Serbian news magazine

 is a liberal weekly news magazine based in Belgrade, Serbia. Since its founding, its majority owner has been lawyer Boris S. Popović, the son of Serbian politician Vesna Pešić and liberal lawyer and human rights activist Srđa Popović.

==History==
In 1990, dissatisfied with the media climate in SR Serbia, SFR Yugoslavia's largest constituent unit, a group of liberal Serbian intellectuals, including prominent lawyer Srđa Popović, decided to start a weekly news magazine.

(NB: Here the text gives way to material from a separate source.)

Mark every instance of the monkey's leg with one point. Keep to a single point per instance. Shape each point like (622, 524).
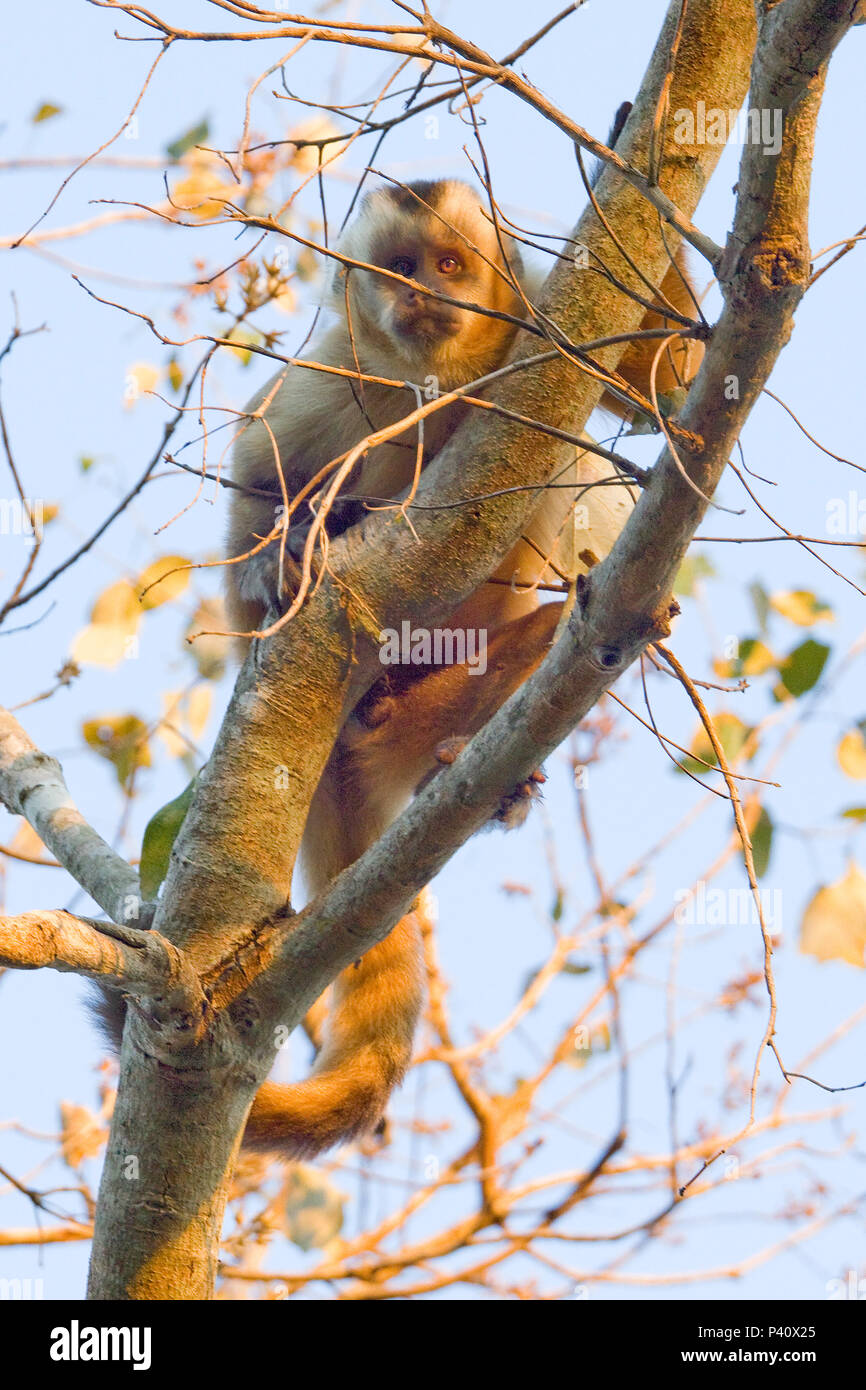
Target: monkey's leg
(387, 748)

Following a seven-month preparation throughout the year, Vreme was launched with its first issue coming out on 29 October 1990, a little over a month before the 1990 general election in SR Serbia as the entire country of SFR Yugoslavia was transforming its governance from a one-party system under the Yugoslav Communist League (SKJ) to a multi-party one.

Most of Vremes original staff were journalists from Politika and NIN. It characterizes itself as "a magazine without lies, hatred, or prejudice" and opposed nationalistic mobilization for the Yugoslav wars. During Slobodan Milošević's reign, Vreme was one of a handful of independent Serbian media outlets which resisted his influence and control and tried to counterbalance nationalist rhetoric. In May 1992, it published articles on the destruction of cities in Bosnia and Croatia, and in November 1992 described attacks on cultural heritage sites (by both Serb and non-Serb forces). Its design is modeled after its U.S. counterparts Time and Newsweek.

In 1993, 30,000 copies were produced weekly with a quarter of its sales abroad. Vreme has established a reputation as one of the most reliable media sources of the former Yugoslavia and its writers have been largely cited by international media.